Chechnya is a shattered land crying out for peace. The presidential elections scheduled for Oct. 5 seem unlikely to answer that cry. This is because there is strong reason to believe that they have been stitched up in advance to give victory to the current local government head, Akhmad Kadyrov, who is the Kremlin’s chosen candidate. The decision of the Russian Supreme Court to reject, on what amounts to at best a technicality, the candidacy of Malik Saidullayev, the man most likely to beat Kadyrov, was the first sign that the fix was in. When Aslambek Aslakhanov, another leading contender among the ten candidates, announced that after talks with Russian President Putin, he was withdrawing his own nomination, the suspicion that Moscow was seeking to rig the vote, became almost overwhelming.

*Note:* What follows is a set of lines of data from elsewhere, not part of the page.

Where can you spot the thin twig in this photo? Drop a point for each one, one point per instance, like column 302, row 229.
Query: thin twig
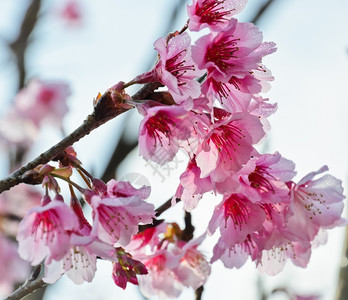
column 199, row 292
column 32, row 284
column 20, row 45
column 261, row 11
column 166, row 205
column 93, row 121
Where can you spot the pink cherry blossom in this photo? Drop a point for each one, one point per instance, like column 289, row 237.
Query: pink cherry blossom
column 193, row 269
column 263, row 178
column 214, row 14
column 45, row 232
column 126, row 269
column 236, row 217
column 79, row 262
column 228, row 145
column 125, row 189
column 43, row 101
column 316, row 204
column 71, row 12
column 234, row 51
column 172, row 263
column 13, row 268
column 175, row 68
column 237, row 255
column 161, row 131
column 192, row 186
column 117, row 219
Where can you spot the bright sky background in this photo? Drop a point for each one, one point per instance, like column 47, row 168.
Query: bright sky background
column 115, row 43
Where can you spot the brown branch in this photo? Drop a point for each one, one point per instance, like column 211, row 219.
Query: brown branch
column 342, row 285
column 104, row 111
column 261, row 11
column 26, row 289
column 20, row 45
column 187, row 234
column 166, row 205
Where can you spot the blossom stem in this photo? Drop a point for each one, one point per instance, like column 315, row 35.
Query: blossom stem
column 92, row 122
column 82, row 174
column 69, row 181
column 29, row 286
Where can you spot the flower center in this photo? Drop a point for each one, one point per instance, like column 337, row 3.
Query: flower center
column 159, row 125
column 212, row 12
column 236, row 209
column 258, row 180
column 177, row 67
column 310, row 200
column 227, row 139
column 222, row 51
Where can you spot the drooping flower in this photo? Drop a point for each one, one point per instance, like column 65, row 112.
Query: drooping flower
column 236, row 217
column 172, row 263
column 126, row 269
column 316, row 204
column 175, row 68
column 235, row 51
column 214, row 14
column 13, row 268
column 116, row 219
column 45, row 232
column 79, row 262
column 228, row 145
column 43, row 101
column 263, row 179
column 192, row 186
column 193, row 269
column 125, row 189
column 71, row 12
column 161, row 131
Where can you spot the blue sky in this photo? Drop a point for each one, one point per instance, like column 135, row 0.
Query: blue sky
column 115, row 43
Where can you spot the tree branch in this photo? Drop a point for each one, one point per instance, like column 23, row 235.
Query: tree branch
column 104, row 111
column 199, row 292
column 19, row 45
column 32, row 284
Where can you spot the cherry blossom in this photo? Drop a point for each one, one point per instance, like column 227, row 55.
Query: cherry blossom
column 13, row 268
column 175, row 68
column 234, row 51
column 214, row 14
column 116, row 219
column 43, row 101
column 161, row 131
column 45, row 232
column 229, row 144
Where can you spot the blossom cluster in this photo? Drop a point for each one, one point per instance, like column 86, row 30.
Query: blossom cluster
column 211, row 108
column 40, row 102
column 217, row 115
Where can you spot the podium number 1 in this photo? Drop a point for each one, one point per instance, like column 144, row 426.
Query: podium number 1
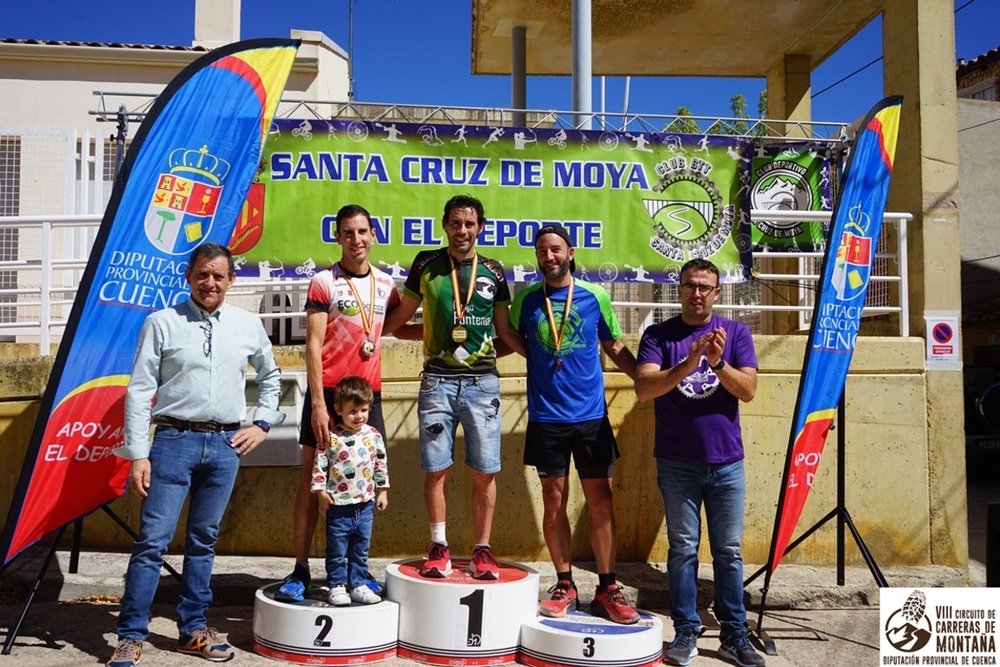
column 474, row 601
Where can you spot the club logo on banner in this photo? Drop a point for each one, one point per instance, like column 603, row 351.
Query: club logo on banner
column 184, row 202
column 790, row 178
column 938, row 626
column 691, row 221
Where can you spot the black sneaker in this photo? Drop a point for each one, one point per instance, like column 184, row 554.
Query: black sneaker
column 683, row 648
column 739, row 649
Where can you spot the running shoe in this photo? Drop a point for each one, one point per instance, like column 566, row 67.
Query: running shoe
column 612, row 605
column 562, row 600
column 483, row 565
column 438, row 563
column 207, row 644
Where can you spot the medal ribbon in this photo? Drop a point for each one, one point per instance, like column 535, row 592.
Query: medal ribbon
column 461, row 308
column 366, row 318
column 557, row 335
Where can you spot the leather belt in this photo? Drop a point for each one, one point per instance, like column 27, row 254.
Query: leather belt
column 200, row 427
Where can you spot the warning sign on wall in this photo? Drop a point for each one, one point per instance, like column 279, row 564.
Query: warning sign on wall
column 942, row 341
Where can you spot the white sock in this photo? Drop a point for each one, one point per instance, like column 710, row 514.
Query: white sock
column 438, row 533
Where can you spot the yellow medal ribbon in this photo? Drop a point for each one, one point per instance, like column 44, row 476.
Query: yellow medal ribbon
column 557, row 335
column 461, row 308
column 366, row 318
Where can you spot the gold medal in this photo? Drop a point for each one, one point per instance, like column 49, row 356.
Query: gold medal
column 367, row 319
column 460, row 334
column 557, row 334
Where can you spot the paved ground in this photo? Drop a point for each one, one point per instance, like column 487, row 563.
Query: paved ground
column 810, row 618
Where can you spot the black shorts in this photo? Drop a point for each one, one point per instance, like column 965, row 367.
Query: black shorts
column 306, row 436
column 591, row 443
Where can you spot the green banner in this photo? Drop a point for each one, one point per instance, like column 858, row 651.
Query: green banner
column 791, row 177
column 638, row 205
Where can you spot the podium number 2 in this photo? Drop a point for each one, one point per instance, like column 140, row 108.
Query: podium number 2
column 325, row 624
column 474, row 601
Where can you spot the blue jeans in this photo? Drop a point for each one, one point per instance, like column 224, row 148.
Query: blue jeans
column 721, row 489
column 181, row 463
column 446, row 401
column 348, row 536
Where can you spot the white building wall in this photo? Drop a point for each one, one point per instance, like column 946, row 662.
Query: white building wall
column 979, row 198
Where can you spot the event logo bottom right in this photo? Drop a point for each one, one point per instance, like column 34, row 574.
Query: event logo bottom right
column 938, row 626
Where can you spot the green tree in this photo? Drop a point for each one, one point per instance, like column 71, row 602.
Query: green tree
column 683, row 124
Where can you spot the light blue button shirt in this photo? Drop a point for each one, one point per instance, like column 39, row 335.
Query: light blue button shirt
column 195, row 364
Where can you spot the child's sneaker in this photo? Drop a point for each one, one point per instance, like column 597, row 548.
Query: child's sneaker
column 207, row 644
column 563, row 599
column 483, row 565
column 438, row 563
column 372, row 583
column 291, row 590
column 612, row 605
column 338, row 596
column 364, row 595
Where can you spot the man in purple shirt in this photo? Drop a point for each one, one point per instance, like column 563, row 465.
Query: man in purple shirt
column 698, row 367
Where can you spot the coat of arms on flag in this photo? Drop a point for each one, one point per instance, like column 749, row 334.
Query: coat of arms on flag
column 854, row 255
column 183, row 204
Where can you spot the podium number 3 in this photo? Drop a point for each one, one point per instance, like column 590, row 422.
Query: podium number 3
column 474, row 601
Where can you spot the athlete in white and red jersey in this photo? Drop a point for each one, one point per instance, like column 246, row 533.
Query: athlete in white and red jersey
column 345, row 310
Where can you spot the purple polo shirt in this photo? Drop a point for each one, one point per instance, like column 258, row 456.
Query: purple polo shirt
column 699, row 420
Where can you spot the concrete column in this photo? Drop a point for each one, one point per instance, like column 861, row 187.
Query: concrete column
column 582, row 63
column 216, row 22
column 519, row 74
column 788, row 98
column 918, row 38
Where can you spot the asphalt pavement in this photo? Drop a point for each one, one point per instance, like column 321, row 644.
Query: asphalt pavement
column 811, row 620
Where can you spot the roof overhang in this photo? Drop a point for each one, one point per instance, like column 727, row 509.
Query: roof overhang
column 667, row 37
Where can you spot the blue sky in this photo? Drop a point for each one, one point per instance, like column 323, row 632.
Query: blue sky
column 405, row 53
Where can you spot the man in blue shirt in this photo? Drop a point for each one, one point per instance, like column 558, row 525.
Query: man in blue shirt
column 189, row 375
column 565, row 323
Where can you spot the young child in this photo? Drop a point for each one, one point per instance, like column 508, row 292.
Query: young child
column 351, row 479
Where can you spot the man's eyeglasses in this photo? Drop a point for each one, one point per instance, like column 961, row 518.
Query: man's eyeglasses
column 207, row 346
column 689, row 288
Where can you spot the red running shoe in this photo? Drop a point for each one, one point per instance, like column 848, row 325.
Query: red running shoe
column 483, row 564
column 612, row 605
column 563, row 599
column 438, row 563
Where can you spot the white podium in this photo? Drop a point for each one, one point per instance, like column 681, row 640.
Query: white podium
column 459, row 621
column 580, row 639
column 313, row 633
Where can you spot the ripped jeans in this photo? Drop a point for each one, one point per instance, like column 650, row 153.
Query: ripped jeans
column 445, row 401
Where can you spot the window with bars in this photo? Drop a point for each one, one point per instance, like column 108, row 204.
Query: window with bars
column 10, row 205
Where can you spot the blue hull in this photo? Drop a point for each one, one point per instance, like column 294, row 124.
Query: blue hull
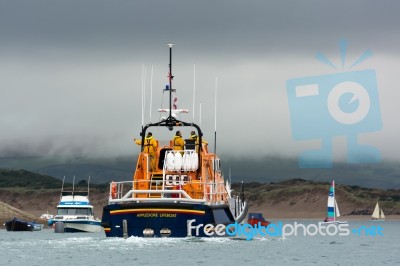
column 162, row 219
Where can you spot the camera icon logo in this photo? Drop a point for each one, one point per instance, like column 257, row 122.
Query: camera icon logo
column 339, row 104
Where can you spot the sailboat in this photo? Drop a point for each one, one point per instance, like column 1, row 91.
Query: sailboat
column 333, row 210
column 378, row 214
column 183, row 189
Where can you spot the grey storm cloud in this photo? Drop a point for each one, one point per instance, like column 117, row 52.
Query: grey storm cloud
column 71, row 71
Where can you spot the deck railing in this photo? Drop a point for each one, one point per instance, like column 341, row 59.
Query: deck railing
column 128, row 191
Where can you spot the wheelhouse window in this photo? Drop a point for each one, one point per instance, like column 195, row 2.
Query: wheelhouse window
column 74, row 211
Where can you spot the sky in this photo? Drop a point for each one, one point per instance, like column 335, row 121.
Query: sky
column 72, row 72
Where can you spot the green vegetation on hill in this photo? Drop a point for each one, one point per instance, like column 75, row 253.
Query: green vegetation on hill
column 22, row 179
column 29, row 180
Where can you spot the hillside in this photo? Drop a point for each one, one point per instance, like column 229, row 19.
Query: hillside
column 298, row 198
column 290, row 199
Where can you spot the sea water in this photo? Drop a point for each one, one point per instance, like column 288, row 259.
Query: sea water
column 48, row 248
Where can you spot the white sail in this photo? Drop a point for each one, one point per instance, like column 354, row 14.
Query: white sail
column 375, row 214
column 337, row 209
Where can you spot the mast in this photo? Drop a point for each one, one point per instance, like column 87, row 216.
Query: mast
column 170, row 77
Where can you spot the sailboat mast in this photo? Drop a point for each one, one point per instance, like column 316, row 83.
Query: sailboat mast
column 334, row 198
column 170, row 77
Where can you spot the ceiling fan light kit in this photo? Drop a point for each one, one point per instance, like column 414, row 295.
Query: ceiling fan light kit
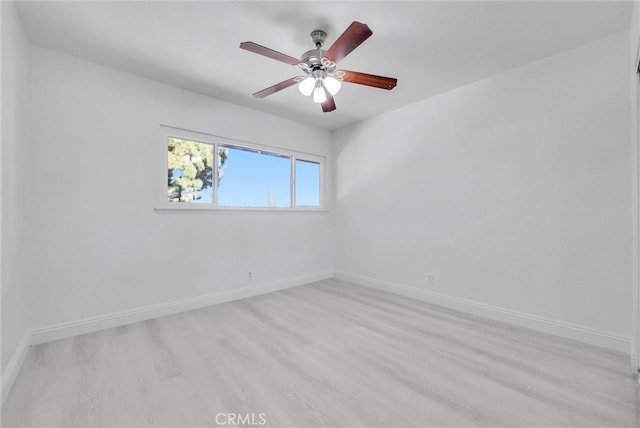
column 321, row 78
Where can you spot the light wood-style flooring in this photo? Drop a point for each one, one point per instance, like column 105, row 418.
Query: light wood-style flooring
column 327, row 354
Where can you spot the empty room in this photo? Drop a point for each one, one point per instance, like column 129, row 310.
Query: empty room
column 320, row 214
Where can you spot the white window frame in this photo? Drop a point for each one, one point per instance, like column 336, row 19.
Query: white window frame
column 164, row 206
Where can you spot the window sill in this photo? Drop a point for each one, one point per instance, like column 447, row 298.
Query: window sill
column 195, row 209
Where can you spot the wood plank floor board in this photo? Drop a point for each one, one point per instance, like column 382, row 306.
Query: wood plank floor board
column 327, row 354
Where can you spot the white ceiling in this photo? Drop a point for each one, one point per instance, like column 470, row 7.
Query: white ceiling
column 430, row 47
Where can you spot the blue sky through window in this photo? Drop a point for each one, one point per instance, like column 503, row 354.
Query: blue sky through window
column 256, row 178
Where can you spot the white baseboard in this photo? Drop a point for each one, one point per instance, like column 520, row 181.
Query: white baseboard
column 101, row 322
column 88, row 325
column 559, row 328
column 10, row 372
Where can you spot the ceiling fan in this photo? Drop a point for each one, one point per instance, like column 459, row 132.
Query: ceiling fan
column 321, row 78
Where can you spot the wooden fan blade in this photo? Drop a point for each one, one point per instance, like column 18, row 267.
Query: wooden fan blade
column 275, row 88
column 270, row 53
column 329, row 104
column 369, row 80
column 352, row 37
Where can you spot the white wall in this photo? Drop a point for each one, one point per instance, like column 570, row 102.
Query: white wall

What is crucial for these elections is that the Chechen people can feel that their vote has really counted for something. If they believe that they have been defrauded of their right to choose, then the way is left open for the men of violence to continue a struggle which historically, since the Czars first invaded the Caucasus, neither side has ever been able to win. This election is thus doomed to be a worthless exercise which will play into the hands of hard-liners on both sides. There are still Russian generals and planners who believe that they can crush Chechen resistance once and for all. And there are still Chechen resistance fighters who believe that as long as they maintain their ruthless campaign against the Russian military machine, in the end, the Kremlin will cut and run. Both sides are deluded.
Russian planners cannot abandon Chechnya without triggering further would-be breakaways among other ethnic groups within Russia. The days when Russia could countenance large parts of the former Soviet Union going their own ways are over. There are strategic and economic — oil and gas — reasons for maintaining a strong position in the Caucasus.
The way in which Moscow has managed to keep its influence, interests and in some cases, military presence, in the former Soviet republics demonstrates that it could probably still maintain a large measure of control over a Chechen state that had been granted limited but genuine autonomy. However, such a settlement can only be reached by negotiations. A key part of such talks will be the confidence the Chechens have that they are being dealt with fairly. Fixing the election of the country’s president is hardly likely to inspire such confidence. Rather it gives the signal that the Kremlin is prepared for the shedding of even more blood as it sets out to impose its rule on an unwilling and resentful people.
When it comes to Chechnya, the Russians appear to have learned nothing and forgotten everything.